The protected witnesses will be the first to testify in a case that has captured the attention of Kenyans since Ms Kimani was found in her bathtub dead with her throat slit.
The murder weapon, suspected to be a knife, has never been found, although detectives took knives from Ms Maribe’s kitchen for forensic testing.
Prosecution witnesses include the security guard on duty at Lamuria Gardens apartments on September 19 — the night Kimani was killed — and the gardener who first entered the house and found Kimani dead. Mr George Kimani, Monica Kimani’s brother, will also testify.
The suspects’ neighbour at Lang'ata, Mr Brian Kasaine, and Mr Jowie’s friend, Ms Jennings Orlando, will also testify.

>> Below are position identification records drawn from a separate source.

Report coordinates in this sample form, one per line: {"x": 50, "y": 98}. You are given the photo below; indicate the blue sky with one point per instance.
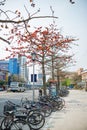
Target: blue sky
{"x": 72, "y": 19}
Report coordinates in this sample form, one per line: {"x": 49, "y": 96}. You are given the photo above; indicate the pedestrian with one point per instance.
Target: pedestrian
{"x": 40, "y": 92}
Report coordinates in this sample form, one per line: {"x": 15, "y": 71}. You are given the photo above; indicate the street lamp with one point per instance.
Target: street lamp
{"x": 33, "y": 54}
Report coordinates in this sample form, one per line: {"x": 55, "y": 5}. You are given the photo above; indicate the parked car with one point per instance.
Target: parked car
{"x": 17, "y": 87}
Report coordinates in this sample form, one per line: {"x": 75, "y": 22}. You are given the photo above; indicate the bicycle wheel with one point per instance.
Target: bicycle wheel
{"x": 47, "y": 110}
{"x": 5, "y": 123}
{"x": 36, "y": 120}
{"x": 20, "y": 125}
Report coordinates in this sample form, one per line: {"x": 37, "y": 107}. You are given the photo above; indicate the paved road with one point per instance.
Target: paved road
{"x": 73, "y": 116}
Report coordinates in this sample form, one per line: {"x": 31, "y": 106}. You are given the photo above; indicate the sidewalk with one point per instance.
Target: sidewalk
{"x": 73, "y": 116}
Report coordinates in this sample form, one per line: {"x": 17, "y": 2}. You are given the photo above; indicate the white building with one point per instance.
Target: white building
{"x": 23, "y": 72}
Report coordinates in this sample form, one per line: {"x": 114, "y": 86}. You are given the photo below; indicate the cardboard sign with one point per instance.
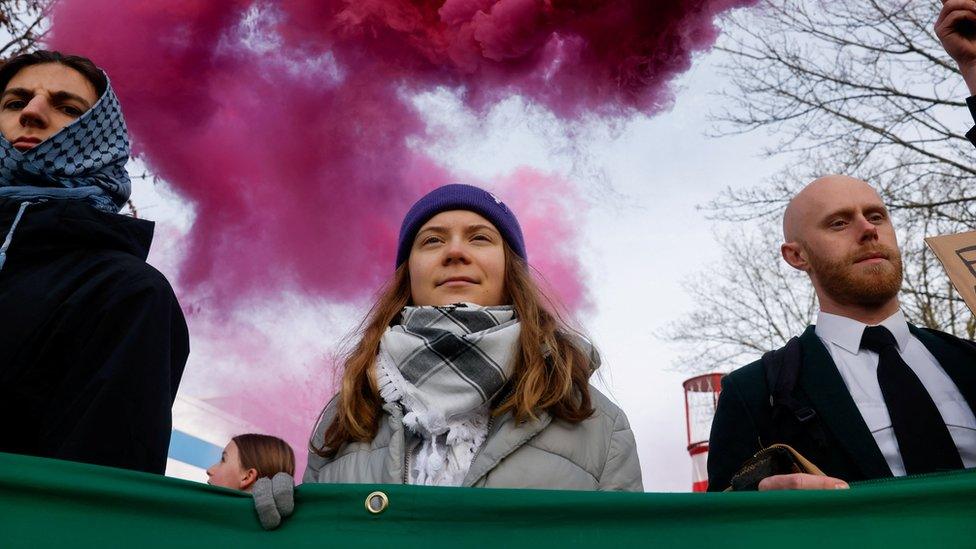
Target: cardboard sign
{"x": 957, "y": 252}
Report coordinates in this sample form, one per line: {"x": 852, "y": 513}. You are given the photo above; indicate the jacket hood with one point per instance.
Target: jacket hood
{"x": 59, "y": 225}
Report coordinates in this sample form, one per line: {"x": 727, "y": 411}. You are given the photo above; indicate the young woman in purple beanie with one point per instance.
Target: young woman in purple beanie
{"x": 463, "y": 376}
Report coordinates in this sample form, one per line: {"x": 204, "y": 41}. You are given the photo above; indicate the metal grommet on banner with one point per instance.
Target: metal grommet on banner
{"x": 377, "y": 502}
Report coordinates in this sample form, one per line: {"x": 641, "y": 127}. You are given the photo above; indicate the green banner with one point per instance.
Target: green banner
{"x": 47, "y": 503}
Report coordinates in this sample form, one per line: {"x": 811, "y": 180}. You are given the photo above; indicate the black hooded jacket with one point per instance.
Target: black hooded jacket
{"x": 92, "y": 338}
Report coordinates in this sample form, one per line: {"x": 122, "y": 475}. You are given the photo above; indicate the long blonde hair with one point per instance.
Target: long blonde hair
{"x": 551, "y": 373}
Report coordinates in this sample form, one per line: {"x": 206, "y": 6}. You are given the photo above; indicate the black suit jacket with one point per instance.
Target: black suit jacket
{"x": 743, "y": 422}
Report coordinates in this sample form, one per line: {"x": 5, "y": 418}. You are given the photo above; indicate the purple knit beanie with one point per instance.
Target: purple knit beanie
{"x": 460, "y": 197}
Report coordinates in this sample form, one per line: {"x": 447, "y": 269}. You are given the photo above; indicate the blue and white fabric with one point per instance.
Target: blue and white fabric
{"x": 85, "y": 161}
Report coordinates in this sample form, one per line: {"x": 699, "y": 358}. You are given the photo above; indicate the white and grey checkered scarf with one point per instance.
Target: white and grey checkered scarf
{"x": 445, "y": 365}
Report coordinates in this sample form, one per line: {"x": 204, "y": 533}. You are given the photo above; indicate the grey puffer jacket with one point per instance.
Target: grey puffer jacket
{"x": 598, "y": 453}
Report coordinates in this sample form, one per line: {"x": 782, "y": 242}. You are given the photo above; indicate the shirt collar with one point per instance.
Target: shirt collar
{"x": 846, "y": 332}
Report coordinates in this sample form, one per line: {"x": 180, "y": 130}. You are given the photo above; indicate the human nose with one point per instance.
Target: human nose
{"x": 455, "y": 251}
{"x": 35, "y": 114}
{"x": 869, "y": 231}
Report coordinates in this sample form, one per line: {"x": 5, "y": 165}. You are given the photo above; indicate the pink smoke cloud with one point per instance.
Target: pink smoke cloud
{"x": 289, "y": 127}
{"x": 290, "y": 133}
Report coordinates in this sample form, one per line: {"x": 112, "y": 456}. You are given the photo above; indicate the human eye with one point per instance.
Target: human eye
{"x": 430, "y": 239}
{"x": 72, "y": 111}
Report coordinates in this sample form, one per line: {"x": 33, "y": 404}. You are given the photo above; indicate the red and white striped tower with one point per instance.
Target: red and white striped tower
{"x": 701, "y": 397}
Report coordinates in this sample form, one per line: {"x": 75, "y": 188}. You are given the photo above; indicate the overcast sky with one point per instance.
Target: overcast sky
{"x": 642, "y": 237}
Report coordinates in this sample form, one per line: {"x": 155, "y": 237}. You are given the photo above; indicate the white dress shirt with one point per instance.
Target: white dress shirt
{"x": 859, "y": 368}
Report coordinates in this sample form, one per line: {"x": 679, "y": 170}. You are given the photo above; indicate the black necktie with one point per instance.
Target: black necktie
{"x": 923, "y": 439}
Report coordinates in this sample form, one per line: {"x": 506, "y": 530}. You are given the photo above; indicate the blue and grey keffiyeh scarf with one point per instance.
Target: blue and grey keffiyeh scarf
{"x": 84, "y": 161}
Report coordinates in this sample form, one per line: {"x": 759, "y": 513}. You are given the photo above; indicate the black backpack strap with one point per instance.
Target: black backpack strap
{"x": 782, "y": 368}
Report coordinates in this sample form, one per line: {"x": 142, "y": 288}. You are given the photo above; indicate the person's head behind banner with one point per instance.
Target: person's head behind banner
{"x": 64, "y": 136}
{"x": 838, "y": 231}
{"x": 461, "y": 244}
{"x": 248, "y": 457}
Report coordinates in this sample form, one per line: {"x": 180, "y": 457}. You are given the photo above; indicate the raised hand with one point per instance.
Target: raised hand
{"x": 956, "y": 29}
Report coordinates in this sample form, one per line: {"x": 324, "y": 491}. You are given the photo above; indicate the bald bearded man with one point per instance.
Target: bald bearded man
{"x": 872, "y": 396}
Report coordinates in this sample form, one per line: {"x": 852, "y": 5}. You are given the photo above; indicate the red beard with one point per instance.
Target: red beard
{"x": 867, "y": 285}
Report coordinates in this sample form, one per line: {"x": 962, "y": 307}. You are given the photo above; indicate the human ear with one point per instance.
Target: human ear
{"x": 794, "y": 255}
{"x": 248, "y": 478}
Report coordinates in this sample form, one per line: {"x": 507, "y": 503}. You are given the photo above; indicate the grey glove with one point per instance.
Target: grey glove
{"x": 274, "y": 499}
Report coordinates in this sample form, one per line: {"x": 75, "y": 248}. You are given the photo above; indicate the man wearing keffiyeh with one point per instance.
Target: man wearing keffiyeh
{"x": 92, "y": 339}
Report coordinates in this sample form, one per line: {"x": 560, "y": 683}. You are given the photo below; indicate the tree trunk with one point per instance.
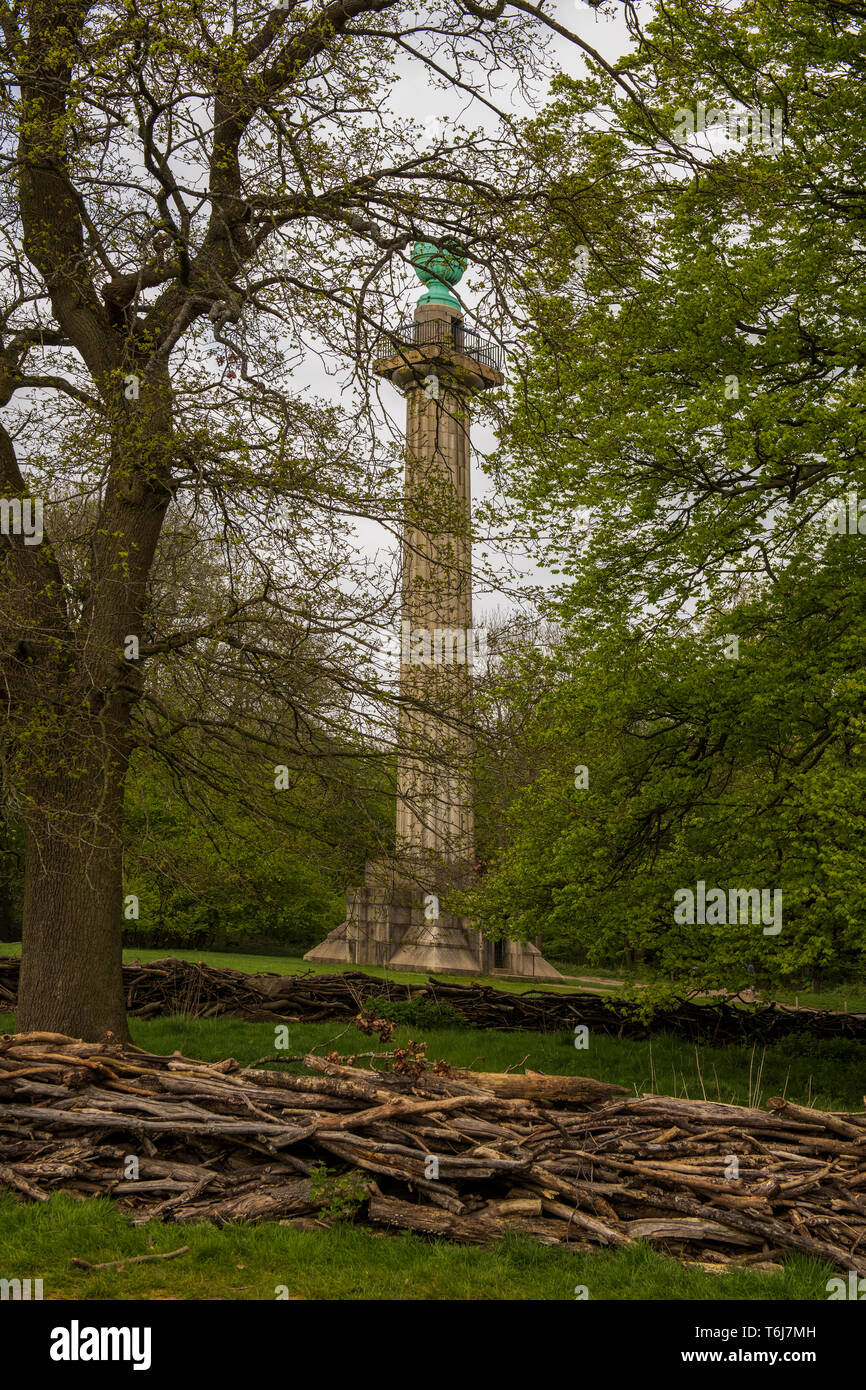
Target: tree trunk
{"x": 71, "y": 951}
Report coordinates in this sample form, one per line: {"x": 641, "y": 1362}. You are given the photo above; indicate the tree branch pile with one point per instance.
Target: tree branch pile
{"x": 170, "y": 987}
{"x": 416, "y": 1147}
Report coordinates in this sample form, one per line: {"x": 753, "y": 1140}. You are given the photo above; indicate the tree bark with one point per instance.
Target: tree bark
{"x": 71, "y": 957}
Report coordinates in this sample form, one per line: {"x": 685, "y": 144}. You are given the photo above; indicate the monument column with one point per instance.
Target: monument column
{"x": 396, "y": 918}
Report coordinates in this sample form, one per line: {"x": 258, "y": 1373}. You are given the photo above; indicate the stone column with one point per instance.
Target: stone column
{"x": 396, "y": 919}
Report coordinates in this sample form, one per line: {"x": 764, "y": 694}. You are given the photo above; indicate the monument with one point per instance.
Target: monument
{"x": 396, "y": 918}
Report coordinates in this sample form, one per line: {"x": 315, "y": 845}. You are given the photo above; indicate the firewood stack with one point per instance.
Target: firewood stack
{"x": 164, "y": 988}
{"x": 414, "y": 1147}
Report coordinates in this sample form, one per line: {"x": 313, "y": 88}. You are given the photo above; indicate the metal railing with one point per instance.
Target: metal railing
{"x": 448, "y": 332}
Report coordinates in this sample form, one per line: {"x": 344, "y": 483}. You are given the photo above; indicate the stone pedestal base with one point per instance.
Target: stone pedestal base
{"x": 387, "y": 925}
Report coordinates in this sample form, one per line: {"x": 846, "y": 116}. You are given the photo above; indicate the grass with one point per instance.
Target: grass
{"x": 605, "y": 980}
{"x": 826, "y": 1075}
{"x": 345, "y": 1262}
{"x": 296, "y": 965}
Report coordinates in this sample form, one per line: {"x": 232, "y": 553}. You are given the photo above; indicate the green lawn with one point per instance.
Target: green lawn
{"x": 827, "y": 1075}
{"x": 296, "y": 965}
{"x": 344, "y": 1262}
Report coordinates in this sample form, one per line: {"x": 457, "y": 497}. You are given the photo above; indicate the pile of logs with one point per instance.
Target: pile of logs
{"x": 196, "y": 990}
{"x": 414, "y": 1147}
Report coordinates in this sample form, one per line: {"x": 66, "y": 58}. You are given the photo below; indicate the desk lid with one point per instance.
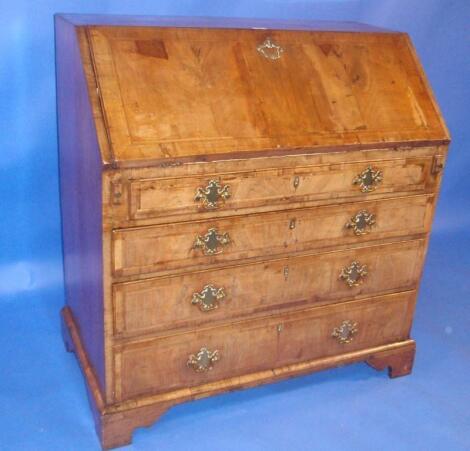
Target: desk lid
{"x": 182, "y": 93}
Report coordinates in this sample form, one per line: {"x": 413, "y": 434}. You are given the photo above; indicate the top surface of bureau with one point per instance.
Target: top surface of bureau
{"x": 182, "y": 94}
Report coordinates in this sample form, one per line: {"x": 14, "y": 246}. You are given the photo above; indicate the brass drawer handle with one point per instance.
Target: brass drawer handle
{"x": 270, "y": 50}
{"x": 203, "y": 361}
{"x": 212, "y": 194}
{"x": 345, "y": 332}
{"x": 210, "y": 243}
{"x": 354, "y": 274}
{"x": 369, "y": 179}
{"x": 361, "y": 222}
{"x": 208, "y": 298}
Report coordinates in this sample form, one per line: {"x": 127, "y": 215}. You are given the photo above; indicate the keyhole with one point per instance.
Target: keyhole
{"x": 296, "y": 181}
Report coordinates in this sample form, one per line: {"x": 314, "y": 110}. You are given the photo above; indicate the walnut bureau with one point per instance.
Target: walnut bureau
{"x": 242, "y": 201}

Mr Kasaine and Mr Orlando were let off the hook after they agreed to cooperate with the police as State witnesses. It is Mr Kasaine’s gun that Mr Jowie used to allegedly shoot himself on the shoulder after the murder.
A live bullet that was recovered from under Ms Maribe’s bed during investigations matched the ones in Mr Kasaine’s firearm. Mr Kasaine was a licensed firearm holder at the time of the murder.
Statements filed by investigating officer Maxwell Otieno indicate that Mr Jowie tried to commit suicide inside Maribe’s house after the squabble. It is not clear how the disagreement ensued and over what, but all that might be revealed in the coming days.